Nonetheless, I believe that we need to adopt a thematic and skills based model of curriculum. In the Powell and Powell article they talk about "a shift to concepts" in curriculum. The authors go on to ask a series of questions to determine the value of any chosen concept:
Does the concept have enduring value? Does the concept reside at the heart of the discipline? Does the concept require analysis? Does it have the potential to engage students?
These are great questions. As we look to update curriculum I think they are questions that should be kept in mind.
I believe that sound assessment and grading practices are at the heart of any personalized learning system (not technology).
Assessment practices that identify the individual needs, challenges and strengths of each learner will drive personalized learning (I am essentially talking about formative assessment here).
In the same Powell and Powell article , the authors definitively state that the "form of assessment can usually be personalized, but the criteria should not be". They go to write "the criteria we use to evaluate students' achievement should not be differentiated.; we should hold all students to the same high standards."

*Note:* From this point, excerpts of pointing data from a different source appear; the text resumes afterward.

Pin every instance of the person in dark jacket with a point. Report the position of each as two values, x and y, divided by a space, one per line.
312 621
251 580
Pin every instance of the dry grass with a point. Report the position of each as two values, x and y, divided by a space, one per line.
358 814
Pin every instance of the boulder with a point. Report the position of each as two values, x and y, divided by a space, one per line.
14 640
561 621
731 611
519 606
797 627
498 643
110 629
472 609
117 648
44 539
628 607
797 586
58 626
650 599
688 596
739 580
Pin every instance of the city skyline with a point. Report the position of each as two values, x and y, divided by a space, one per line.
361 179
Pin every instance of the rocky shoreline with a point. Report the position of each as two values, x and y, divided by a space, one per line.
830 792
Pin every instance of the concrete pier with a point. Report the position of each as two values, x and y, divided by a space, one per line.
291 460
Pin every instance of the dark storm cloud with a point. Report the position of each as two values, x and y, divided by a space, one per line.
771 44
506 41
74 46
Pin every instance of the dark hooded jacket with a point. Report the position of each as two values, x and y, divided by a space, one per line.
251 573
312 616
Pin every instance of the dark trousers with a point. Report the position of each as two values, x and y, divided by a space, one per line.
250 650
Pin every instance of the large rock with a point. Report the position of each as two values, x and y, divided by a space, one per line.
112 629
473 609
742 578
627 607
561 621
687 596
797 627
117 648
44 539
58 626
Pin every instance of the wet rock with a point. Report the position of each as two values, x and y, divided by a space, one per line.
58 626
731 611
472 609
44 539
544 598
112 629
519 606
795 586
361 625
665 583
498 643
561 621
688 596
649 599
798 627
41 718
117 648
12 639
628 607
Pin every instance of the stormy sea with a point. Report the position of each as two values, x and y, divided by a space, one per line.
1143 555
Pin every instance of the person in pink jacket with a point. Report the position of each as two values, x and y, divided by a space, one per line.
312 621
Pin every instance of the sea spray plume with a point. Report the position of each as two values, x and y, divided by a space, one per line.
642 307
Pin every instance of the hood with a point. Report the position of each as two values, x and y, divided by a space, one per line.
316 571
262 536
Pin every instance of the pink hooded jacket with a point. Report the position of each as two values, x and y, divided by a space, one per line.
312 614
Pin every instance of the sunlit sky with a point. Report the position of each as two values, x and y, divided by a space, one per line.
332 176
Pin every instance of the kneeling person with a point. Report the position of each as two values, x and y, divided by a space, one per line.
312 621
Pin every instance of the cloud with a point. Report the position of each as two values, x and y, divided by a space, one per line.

I have mixed feeling about this statement. Firstly, not all assessment is the same. In our effective use of formative assessment we may need to differentiate some of the criteria for individual learners. I also think we need to be careful when we talk about "high standards." Any talk about "high standards" need to be commonly understood and applied - particularly when it comes to the assessment and evaluation of students. To best achieve this I would suggest the following practices:
- Outcomes Based Grading - linking grades to learning outcomes in a deliberate and concrete way. I recommend reading this great article from ASCD on standards based grading. In my opinion this is the best way to authentically capture student grades that are consistent and reliable. The students in Mr. Seltzer's class deserve to be graded according to the mandated learning outcomes -consistently applied within a school and/or department. (A disclaimer: Attaching letter grades and percentages is not the best of way to measure and inspire learning. Nonetheless our current education "system" requires us to do so.)
- School Wide Grading Protocols - Having clear and common expectations when grading students is something we have implemented at our school. You may want to see our school's grading policy here
- Collaborative Grading - Teachers coming together to examine, review and grade student work promotes collaboration, common standards, and consistency.